Esta reticencia suele reflejar la tensión entre las prioridades políticas de corto plazo y las realidades demográficas de largo plazo. Como consecuencia, los gobiernos con frecuencia se muestran reacios a reconocer la verdadera magnitud de las transformaciones demográficas que están reconfigurando sus sociedades.

En algunos casos, el negacionismo demográfico sirve para proteger intereses políticos o económicos consolidados. Sin embargo, con mayor frecuencia refleja la falta de voluntad para afrontar decisiones políticamente difíciles, como aumentar los impuestos, ampliar la inmigración, elevar la edad de jubilación o destinar más recursos a las pensiones, la atención sanitaria y otros programas de protección social.

Como los cambios demográficos suelen producirse de manera gradual, los dirigentes políticos suelen priorizar medidas que ofrecen beneficios políticos o económicos inmediatos en lugar de reformas orientadas a enfrentar desafíos de largo plazo, como la disminución de la población y el envejecimiento demográfico.
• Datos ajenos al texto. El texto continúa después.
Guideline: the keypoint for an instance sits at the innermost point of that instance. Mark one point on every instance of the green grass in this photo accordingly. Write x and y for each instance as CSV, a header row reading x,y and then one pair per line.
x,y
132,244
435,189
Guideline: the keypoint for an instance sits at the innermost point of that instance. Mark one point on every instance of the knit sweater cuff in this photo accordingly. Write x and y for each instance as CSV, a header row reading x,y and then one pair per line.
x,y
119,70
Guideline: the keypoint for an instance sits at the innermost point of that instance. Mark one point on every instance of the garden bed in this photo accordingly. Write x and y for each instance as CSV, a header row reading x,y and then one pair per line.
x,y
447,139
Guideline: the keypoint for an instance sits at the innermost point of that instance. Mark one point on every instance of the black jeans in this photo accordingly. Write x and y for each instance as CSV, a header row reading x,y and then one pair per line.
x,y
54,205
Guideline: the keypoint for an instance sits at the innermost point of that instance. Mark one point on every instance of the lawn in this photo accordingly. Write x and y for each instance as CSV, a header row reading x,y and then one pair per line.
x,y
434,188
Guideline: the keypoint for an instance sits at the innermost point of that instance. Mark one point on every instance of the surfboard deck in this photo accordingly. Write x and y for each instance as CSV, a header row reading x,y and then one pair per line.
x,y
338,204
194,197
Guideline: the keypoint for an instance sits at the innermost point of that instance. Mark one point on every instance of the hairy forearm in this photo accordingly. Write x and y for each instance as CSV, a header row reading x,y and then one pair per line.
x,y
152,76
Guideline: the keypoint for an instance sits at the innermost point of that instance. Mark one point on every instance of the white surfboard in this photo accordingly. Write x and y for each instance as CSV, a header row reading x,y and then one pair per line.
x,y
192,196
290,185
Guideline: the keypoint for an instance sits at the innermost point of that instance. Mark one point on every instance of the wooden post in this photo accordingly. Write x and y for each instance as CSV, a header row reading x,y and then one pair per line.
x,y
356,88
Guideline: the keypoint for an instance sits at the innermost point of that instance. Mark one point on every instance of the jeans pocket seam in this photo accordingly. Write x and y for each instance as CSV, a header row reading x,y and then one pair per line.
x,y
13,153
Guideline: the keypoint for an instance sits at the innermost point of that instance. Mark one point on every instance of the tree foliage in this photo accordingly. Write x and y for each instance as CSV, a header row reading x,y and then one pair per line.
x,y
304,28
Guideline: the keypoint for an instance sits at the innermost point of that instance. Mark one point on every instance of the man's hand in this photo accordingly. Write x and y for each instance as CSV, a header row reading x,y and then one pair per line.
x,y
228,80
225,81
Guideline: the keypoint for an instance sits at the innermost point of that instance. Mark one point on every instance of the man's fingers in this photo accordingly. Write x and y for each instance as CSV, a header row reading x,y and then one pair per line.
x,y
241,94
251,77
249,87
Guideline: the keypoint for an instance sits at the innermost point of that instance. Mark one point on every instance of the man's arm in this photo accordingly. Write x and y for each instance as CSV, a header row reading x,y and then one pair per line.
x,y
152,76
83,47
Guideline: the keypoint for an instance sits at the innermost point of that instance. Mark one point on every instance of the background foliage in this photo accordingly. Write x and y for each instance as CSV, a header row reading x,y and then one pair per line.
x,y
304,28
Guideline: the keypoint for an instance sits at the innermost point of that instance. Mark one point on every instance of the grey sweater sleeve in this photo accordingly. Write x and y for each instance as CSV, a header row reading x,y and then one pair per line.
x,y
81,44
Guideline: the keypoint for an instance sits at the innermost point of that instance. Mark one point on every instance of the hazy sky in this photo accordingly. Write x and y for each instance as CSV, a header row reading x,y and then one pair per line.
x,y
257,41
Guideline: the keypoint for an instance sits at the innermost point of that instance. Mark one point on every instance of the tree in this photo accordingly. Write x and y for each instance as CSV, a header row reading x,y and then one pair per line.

Los incentivos electorales y las consideraciones políticas de corto plazo suelen pesar más que la necesidad de adaptarse a una realidad demográfica en constante transformación.

Los gobiernos también pueden minimizar las tendencias demográficas porque hacerlo les permite avanzar con prioridades políticas e ideológicas inmediatas mientras postergan los ajustes fiscales y de políticas públicas que esos cambios exigen.

Además, algunos responsables de formular políticas continúan impulsando medidas destinadas a recuperar los patrones demográficos del pasado reciente, pese a que las probabilidades de éxito son escasas.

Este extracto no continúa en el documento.